The mean preoperative contrast-enhancing (CE) tumor volume was 31.4 ± 27.9 cc (range: 0.42–115.13), while the median preoperative FLAIR tumor volume (FLAIR-TV) was 79.9 ± 51.3 cc (range: 8.13–201.34). Patients with methylated MGMT showed a slightly higher preoperative FLAIR-TV (57.4 ± 44.3 cc) compared to non-methylated cases (46.5 ± 27.5 cc), though this difference was not statistically significant (p = 0.709).
To evaluate the impact of surgical quality on survival benefits in relation to the tumor invasiveness profile, the series was stratified into three subgroups based on tumor invasiveness: 20 patients (38.46%) had highly diffuse tumors, 18 patients (34.61%) had moderately diffuse tumors, and 14 patients (26.93%) had nodular tumors.

3.3. Survival Analysis

3.3.1. Overall Survival

The median OS was 22.88 ± 5.12 months (5–27) (Table 1).
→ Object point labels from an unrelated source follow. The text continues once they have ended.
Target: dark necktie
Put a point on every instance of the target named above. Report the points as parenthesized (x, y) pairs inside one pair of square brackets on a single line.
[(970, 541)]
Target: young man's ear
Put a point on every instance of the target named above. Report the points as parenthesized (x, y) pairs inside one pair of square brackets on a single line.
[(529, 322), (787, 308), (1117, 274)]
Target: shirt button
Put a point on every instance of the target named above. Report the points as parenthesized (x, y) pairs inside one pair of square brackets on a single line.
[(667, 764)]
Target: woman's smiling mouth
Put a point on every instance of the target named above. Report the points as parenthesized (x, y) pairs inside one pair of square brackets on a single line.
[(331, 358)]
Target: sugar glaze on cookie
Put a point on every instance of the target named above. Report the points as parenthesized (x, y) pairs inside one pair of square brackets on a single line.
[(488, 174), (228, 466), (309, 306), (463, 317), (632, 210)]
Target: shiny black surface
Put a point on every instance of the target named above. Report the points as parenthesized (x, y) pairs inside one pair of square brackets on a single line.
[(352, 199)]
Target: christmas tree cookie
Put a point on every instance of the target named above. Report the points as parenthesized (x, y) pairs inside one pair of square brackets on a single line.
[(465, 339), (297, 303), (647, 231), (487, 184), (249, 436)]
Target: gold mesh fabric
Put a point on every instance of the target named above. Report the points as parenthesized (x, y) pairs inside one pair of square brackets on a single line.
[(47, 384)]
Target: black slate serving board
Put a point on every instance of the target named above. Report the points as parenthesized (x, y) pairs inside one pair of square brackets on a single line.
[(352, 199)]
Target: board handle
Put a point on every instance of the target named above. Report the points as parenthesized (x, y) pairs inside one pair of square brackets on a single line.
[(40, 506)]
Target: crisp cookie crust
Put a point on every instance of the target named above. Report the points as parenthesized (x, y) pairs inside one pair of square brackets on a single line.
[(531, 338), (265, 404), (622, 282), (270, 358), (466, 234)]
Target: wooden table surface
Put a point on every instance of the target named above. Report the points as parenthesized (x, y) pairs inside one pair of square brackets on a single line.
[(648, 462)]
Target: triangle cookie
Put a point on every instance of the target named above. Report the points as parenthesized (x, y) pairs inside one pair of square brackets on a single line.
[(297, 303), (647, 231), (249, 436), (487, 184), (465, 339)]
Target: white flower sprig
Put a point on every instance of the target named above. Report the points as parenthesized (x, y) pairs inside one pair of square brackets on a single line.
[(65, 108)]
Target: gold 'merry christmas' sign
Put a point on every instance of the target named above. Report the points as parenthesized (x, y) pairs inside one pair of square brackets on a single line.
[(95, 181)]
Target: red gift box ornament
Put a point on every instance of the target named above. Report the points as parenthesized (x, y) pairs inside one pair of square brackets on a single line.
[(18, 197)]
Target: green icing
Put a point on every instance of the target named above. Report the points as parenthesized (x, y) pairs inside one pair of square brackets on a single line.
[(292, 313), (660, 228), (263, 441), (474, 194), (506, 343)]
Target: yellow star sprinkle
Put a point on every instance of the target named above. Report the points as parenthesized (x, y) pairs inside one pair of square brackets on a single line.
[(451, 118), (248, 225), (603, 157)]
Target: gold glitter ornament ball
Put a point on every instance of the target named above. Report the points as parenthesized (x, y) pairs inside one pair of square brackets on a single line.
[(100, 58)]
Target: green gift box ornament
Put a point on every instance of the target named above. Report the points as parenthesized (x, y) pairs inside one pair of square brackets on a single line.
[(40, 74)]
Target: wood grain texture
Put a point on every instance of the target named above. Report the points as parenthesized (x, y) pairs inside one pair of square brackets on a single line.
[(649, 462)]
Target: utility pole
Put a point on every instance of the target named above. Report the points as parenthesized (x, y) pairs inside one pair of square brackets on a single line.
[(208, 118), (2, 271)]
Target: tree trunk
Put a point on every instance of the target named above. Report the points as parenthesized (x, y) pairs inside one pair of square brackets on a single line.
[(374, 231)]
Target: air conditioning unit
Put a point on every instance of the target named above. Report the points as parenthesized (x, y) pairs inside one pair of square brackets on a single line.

Postoperative FLAIR volume was not significantly associated with OS (p = 0.415). Postoperative KPS, age, and sex were not significantly associated with OS (p > 0.05 in all cases). Methylation of MGMT promoter was statistically significant (HR = 0.43, 95% CI: 0.20–0.94, p = 0.035) indicating that methylation has a protective effect on survival. No statistically significant difference was found in the subgroups according to tumor invasiveness but methylation of MGMT showed a statistically significant difference in moderate diffuse tumors (HR = 0.23; 95% CI: 0.06–0.97, p = 0.045, Figure 2). Following multivariate analysis, only MGMT status was confirmed to be an independent predictor of OS. These results are summarized in Table 2.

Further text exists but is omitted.